What to Cache & How
Lazy loading — cache on demand, not in advance. The cache fills itself as real traffic hits it.
What to cache¶
Cache the full paste content, keyed by short code.
Key: shortCode (e.g. "aB3kZ9")
Value: paste content (the full text, up to 10KB)
TTL: expires_at - now (auto-expires exactly when the paste does)
This is all a read needs. The client sends a short code, the server returns content. No other fields need to be in cache — metadata like creator_id and created_at is never returned to the reader.
Lazy loading — cache on read, not on write¶
The temptation when a paste is created is to immediately write it into Redis. This is called eager loading or write-through caching. It sounds efficient but has a problem: most pastes are never read again, or are only read once. Writing every paste into Redis on creation wastes memory on content nobody will request.
The better approach is lazy loading — only cache a paste when someone actually reads it.
Read request arrives for shortCode X:
1. Check Redis for key X
→ Cache hit: return content immediately (~1ms)
→ Cache miss: continue to step 2
2. Query Postgres for metadata (is it expired? deleted?)
→ Not found or expired: return 404
3. Fetch content from S3
4. Write content into Redis with TTL = expires_at - now
5. Return content to client
After the first read, every subsequent read for the same short code hits Redis and never touches Postgres or S3. This is exactly the right behaviour for Pastebin — hot pastes (shared links, incident logs, popular forum snippets) get read repeatedly, and those are the ones that end up in cache.
Why not pre-warm the cache?¶
A cron job that looks at the most-read pastes and pre-loads them into Redis sounds reasonable. The problem is timing — you only know a paste is hot after it's been read. Yesterday's hot pastes may not be today's hot pastes. Pre-warming with stale data wastes cache space and still misses the first wave of reads on newly viral content.

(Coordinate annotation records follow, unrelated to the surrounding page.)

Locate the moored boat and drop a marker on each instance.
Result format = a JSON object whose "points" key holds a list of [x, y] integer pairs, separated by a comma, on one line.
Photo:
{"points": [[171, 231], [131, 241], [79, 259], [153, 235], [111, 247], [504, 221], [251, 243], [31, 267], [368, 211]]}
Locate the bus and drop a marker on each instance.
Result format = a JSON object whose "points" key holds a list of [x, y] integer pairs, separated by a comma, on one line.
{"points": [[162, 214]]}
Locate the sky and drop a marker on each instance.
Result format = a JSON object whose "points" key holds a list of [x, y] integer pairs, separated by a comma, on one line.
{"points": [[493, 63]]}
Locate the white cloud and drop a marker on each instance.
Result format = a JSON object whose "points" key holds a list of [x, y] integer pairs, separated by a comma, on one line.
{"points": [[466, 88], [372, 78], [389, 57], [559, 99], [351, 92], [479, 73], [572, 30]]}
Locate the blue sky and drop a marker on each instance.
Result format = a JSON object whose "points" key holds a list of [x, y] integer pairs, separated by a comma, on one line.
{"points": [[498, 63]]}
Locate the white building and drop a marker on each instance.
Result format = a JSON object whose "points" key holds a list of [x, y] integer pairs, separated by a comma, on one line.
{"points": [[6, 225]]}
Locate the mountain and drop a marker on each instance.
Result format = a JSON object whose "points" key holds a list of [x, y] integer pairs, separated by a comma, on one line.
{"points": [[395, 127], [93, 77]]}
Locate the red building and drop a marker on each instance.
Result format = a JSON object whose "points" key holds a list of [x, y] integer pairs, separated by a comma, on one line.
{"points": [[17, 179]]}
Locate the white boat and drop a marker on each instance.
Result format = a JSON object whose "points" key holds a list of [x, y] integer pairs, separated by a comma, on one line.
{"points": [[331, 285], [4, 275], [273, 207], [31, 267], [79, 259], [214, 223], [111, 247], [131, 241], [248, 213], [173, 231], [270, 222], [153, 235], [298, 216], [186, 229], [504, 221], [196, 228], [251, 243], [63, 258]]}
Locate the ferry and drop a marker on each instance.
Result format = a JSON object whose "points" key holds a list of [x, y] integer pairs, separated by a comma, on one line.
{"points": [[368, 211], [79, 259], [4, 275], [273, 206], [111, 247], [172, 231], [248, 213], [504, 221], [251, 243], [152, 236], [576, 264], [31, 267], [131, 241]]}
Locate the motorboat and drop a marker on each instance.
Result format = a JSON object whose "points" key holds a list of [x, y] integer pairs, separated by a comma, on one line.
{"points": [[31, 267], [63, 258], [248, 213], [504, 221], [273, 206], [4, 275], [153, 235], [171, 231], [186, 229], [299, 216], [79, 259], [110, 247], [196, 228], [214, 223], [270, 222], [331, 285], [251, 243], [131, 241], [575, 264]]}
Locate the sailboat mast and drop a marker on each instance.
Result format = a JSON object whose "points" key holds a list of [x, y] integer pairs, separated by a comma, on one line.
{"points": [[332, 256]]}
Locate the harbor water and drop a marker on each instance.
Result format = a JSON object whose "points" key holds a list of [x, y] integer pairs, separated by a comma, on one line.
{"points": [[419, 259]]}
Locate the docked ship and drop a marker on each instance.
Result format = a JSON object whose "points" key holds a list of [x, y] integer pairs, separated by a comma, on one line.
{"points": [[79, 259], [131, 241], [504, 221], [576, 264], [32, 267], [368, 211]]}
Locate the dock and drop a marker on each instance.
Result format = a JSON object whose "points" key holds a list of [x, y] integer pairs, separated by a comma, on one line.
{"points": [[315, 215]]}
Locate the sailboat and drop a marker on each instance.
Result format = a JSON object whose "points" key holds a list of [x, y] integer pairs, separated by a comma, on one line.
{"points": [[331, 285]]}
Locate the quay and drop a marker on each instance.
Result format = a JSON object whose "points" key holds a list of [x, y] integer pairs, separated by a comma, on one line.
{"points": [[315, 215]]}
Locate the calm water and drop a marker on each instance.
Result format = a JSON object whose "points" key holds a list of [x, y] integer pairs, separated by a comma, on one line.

Lazy loading solves this automatically. The moment a paste becomes hot, the first read populates the cache. Every subsequent read is served from Redis. No cron job, no pre-warming logic, no stale data.
Eviction policy — LRU¶
Redis has a fixed memory budget. When it fills up, it needs to evict entries. The right policy here is LRU (Least Recently Used) — evict the paste that hasn't been read the longest.
This matches the access pattern perfectly. Pastes shared recently are being actively read. Pastes from two weeks ago that nobody has clicked are the right candidates for eviction. LRU naturally keeps the hot content in cache and removes the cold content.
Interview framing
"Lazy load — cache on read, not on write. On cache miss, fetch from Postgres + S3, populate Redis, return to client. TTL set to expires_at - now so cache entries auto-expire with the paste. Eviction policy is LRU — keeps recently read pastes in cache, evicts cold ones. No pre-warming needed — lazy loading fills the cache with exactly what's hot."